Traditional DWH: Extract, transform, load
Setting up a data warehouse (DWH) in which the required operational data is saved, prepared and analyzed used to be a tried and tested solution pattern for fulfilling settlement-oriented information needs.
The required operational data is selectively extracted from the source systems and buffered on the entry level of the DWH (staging area). The extraction is usually made at regular intervals (daily, monthly, …) and at fixed dates (e.g. after final daily processing). Data is incrementally prepared, standardized and transformed in the target data structure within the DWH. The target data model is afterwards persisted whereas the initial data is usually overwritten with the next loading. Analyses exclusively access the target data model that comprises a consolidated view on the corresponding data warehouse. A relational database management system with a standardized SQL access for queries serves as a technical basis for a traditional data warehouse.
However, this concept reaches its limits with an increasing scope of requirements.
- High level of implementation efforts: The transformation and standardization of the initial data in a harmonized data model represent the core of the DWH concept. This procedure leads to a comparatively high level of implementation efforts since the target data model has first to be elaborated and discussed at large. Afterwards, each transformation has to be described in terms of its concept, implemented and tested before specific analysis can be conducted.
- Restricted flexibility: Solely the target data model defined beforehand is available for the analysis in the traditional data warehouse. A flexible integration of additional data sources, e.g. for ad-hoc analyses is usually not possible and has to be conducted outside the DWH environment.
- No raw data: The aim of a data warehouse is the standardization and similar mapping of comparable issues in order to simplify analyses at a later stage. This often makes sense for regulatory issues or in the fields of bank management (e.g. standardized mapping of all credits) but contradicts more operational requirements where detailed information on individual products is required (e.g. specific conditions for construction financing).

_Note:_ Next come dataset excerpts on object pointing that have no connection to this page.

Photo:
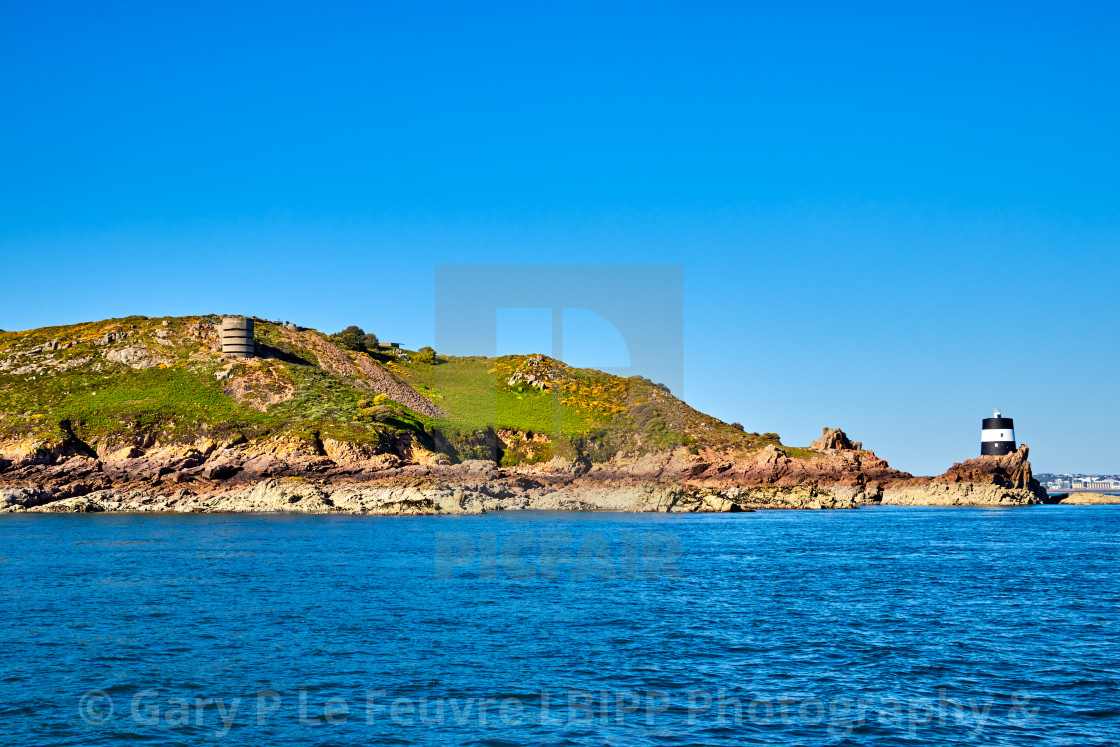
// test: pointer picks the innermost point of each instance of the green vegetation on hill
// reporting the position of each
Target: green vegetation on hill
(140, 381)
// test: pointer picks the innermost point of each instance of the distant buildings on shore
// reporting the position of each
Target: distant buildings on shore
(1067, 482)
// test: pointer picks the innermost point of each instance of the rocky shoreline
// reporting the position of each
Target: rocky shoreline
(337, 477)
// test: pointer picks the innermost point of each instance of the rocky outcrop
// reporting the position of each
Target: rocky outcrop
(833, 439)
(298, 475)
(989, 481)
(1089, 500)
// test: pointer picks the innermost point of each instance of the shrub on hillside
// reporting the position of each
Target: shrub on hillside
(352, 338)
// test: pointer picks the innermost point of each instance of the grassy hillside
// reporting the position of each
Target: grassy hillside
(141, 381)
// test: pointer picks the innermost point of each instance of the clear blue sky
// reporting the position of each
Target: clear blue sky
(890, 216)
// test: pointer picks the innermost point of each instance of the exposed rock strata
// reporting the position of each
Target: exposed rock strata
(289, 474)
(1089, 500)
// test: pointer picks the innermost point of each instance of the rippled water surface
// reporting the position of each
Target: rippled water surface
(886, 626)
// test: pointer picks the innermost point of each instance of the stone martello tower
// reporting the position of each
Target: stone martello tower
(236, 334)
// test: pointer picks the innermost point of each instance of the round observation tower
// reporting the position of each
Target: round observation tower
(238, 337)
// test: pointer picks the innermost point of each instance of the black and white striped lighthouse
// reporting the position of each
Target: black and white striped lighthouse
(998, 436)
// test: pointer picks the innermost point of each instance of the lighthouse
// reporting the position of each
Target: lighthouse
(997, 436)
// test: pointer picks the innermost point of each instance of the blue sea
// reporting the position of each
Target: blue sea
(877, 626)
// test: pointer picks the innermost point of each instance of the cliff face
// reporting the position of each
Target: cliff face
(148, 414)
(335, 476)
(985, 481)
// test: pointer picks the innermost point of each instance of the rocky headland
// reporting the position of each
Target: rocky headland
(148, 416)
(289, 476)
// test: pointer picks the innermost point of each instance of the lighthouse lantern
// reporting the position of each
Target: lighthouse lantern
(997, 436)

- Data volume: Basically, data warehouses can deal with huge amounts of data, however, need special database and storage hardware if the scope increases. Thus, the costs typically grow exponentially in case of major data volumes.
Data lake: First load, then transform
The data lake concept provides a remedy by making all required data for analysis purposes available at one place in a central and unchanged manner. In the next step only, a selective data preparation within specific analyses takes place. In this context, performing, flexible and cost-efficient processing is to be ensured by using big data technologies.

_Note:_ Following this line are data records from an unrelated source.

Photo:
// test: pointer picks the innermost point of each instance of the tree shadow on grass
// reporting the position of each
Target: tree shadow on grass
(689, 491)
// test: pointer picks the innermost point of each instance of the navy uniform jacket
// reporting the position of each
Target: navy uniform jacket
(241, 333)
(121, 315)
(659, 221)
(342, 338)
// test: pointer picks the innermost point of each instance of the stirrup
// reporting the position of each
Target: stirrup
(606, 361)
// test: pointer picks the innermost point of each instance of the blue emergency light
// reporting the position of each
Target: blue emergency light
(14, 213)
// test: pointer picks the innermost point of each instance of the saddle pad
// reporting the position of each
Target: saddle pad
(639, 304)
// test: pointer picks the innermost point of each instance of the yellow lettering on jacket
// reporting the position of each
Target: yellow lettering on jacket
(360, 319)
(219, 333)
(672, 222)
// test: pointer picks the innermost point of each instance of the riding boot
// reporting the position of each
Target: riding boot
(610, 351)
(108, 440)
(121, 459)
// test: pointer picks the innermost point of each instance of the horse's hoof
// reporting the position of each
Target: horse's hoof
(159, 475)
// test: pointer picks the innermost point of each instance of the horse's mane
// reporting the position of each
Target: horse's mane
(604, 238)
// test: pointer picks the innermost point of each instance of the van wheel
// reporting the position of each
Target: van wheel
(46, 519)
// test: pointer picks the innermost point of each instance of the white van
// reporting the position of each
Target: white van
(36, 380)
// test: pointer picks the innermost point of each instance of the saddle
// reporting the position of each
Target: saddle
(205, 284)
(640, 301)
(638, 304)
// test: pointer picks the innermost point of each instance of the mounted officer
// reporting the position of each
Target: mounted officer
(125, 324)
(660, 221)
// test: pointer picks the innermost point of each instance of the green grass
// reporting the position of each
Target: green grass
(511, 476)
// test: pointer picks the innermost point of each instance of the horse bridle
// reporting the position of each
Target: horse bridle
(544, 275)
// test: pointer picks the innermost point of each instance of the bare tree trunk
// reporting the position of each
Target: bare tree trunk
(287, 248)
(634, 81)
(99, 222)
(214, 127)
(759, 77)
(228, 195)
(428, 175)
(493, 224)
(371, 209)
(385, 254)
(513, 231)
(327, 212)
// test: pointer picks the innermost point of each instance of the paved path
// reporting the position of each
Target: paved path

The initial data of the source systems is directly loaded into a raw data layer pursuant to the data lake concept without any logical transformations. The technology is usually not based on a relational database but on file system structures (Hadoop) or key value structures due to the aforementioned restrictions. Both approaches offer the advantage to dynamically deal with structural changes on the part of the source system and to process heterogeneous data formats (also unstructured). The raw data is, if needed, supplemented by key mappings or indices in an expanded raw data layer in order to allow for performing access, but doesn’t change its structure. Queries and analyses are directly made on the raw data layer but are much more complex in comparison with the traditional DWH since the harmonization and consolidation of information (transformation) have to be made as part of the queries in this context. Various big data technologies are available for defining and processing these queries that ensure a high and cost-efficient scalability via distribution mechanisms based on standard hardware. Since the data transformation is only made at the term of the queries, a flexible integration of further data (e.g. external information) is quite easy. Usually external data is not persisted in the data lake but only published via a link in the metadata.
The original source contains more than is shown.